この情報は2025年7月20日時点の情報となります。

立ち食いそばから割烹、フレンチ、エスニック。スイーツにうどん、居酒屋まで、年間600回外食をし、料理評論、紀行、雑誌寄稿、ラジオ、テレビ出演を超多忙にこなすフードジャーナリストのマッキー牧元さんが、高知の旨いお店や生産者さんをめぐって紹介する「高知満腹日記」。今回は、マッキー牧元さんが高知に来るたびに足を運ぶ「廣末屋」のニラ塩焼きそばをいただいてきました。

4度目の廣末屋である。

なぜか高知に来ると、無性にここの「ニラ塩焼きそば」を食べたくなる。

初めて高知に来た人を、連れてきたくなる。

高知県香南市夜須町にあるお好み焼き屋、「廣末屋」は、そんな店である。

「カウンター座った人は、笑うね。ニラ入れた瞬間、なぜか笑うね」

いつも快活な、店主の広末京子さんは言われた。

それはニラの量が想像を超えているからである。

普通で2束半。大盛りで4束も入れる。

スーパーで売られているニラ一束が、一人前に4束ほど投入される光景を想像してみて欲しい。

そりゃみんな笑うよな。

では作り方を実況しよう。

まず豚バラ薄切り肉を、5枚焼く。

次にイカを焼く。

豚バラ肉5枚を、コテで一口大に切る。

人参の細切りとイカとニラの茎を加えて炒める。

初めての人はこのニラ茎で、もうニラの出番はないと思ってしまう。

ここで謎のタレ(これがニラ塩焼きそばの名前の由縁である塩ダレ)をメジャーカップで計って入れ、混ぜる。

炒めた野菜や肉の上に麺を乗せ、ほぐしていく。

普通なら、これで出来上がりといってもおかしくない状態であるが、廣末屋のニラ塩焼きそばはここで主役の登場なのである。

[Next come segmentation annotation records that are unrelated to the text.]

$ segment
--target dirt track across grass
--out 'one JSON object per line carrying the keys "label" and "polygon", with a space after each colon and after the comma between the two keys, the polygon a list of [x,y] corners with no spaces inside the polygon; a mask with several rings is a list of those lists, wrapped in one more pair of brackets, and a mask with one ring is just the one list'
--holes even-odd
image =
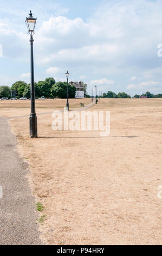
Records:
{"label": "dirt track across grass", "polygon": [[44,206],[47,243],[161,244],[161,103],[100,99],[91,111],[111,111],[106,138],[53,131],[47,114],[38,116],[39,137],[31,139],[28,118],[10,121]]}

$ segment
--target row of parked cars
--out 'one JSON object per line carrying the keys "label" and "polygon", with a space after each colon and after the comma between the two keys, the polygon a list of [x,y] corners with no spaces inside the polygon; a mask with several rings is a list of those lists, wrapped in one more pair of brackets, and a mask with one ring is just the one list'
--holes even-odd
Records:
{"label": "row of parked cars", "polygon": [[[35,98],[36,100],[36,98]],[[43,96],[42,97],[40,97],[38,99],[38,100],[45,100],[46,97]],[[8,100],[9,98],[8,97],[3,97],[3,98],[0,99],[0,100]],[[14,98],[11,98],[10,99],[10,100],[16,100],[17,99],[16,97],[14,97]],[[20,99],[21,100],[27,100],[27,97],[22,97]],[[28,99],[28,100],[31,100],[30,98]]]}

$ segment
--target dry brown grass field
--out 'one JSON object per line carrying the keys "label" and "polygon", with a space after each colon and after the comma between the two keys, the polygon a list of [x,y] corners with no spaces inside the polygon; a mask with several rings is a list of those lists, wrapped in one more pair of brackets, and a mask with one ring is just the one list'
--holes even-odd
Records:
{"label": "dry brown grass field", "polygon": [[[83,100],[70,100],[71,109]],[[84,99],[88,104],[90,99]],[[65,100],[36,101],[37,113],[62,109]],[[41,238],[49,245],[161,244],[162,99],[100,99],[88,111],[111,112],[111,132],[55,131],[51,114],[9,123],[30,167],[36,202],[44,206]],[[30,114],[30,102],[1,101],[0,115]]]}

ザルに入れられたニラを掴んで、麺の上にバサッと乗せる。

「おおっなんたる量!」と、皆ここで驚く。あまりの量に笑い出す。

だが、まだまだ甘い。

さらにもう2つかみ、バサッバサッと乗せるのである。

この時点で明らかに、麺よりニラのほうが多い。

麺の2倍以上はあろう。

具と麺の逆転である。

かくして鉄板の上には、ニラの山がそびえ立つ。

もはやニラのチョモランマである。

その後、麺と混ぜられ加熱されて、ニラはしなやかになりカサが減っていくが、一面ニラである。

料理名は、「ニラ塩焼きそば」であるが、もはや「そば入りニラの塩焼き」といった方が正しい。

ニラ塩焼きそばが湯気をあげて、目の前に移動される。

仕上げに、揚げ玉と海苔、糸唐辛子を乗せ、完成である。

ニラと聞くと、匂いが強いじゃないか。

歯に挟まるのじゃないか。

食べた後に前歯に付着するのじゃないか。

そう心配する向きもあろう。

だが、ここのニラは、近所の畑で収穫したばかりの新鮮なニラなので、そんな心配は無用である。

「ジャキジャキッ。ジャキジャキッ」。

噛むごとに威勢のいい音を立てるニラが愛おしい。

そんなニラの食感と柔らかい麺が織りなす、硬軟の食感対比がクセになる。

しなっとした麺が口元に登って、噛んだ瞬間、後からニラの勇壮な食感が現れるのであった。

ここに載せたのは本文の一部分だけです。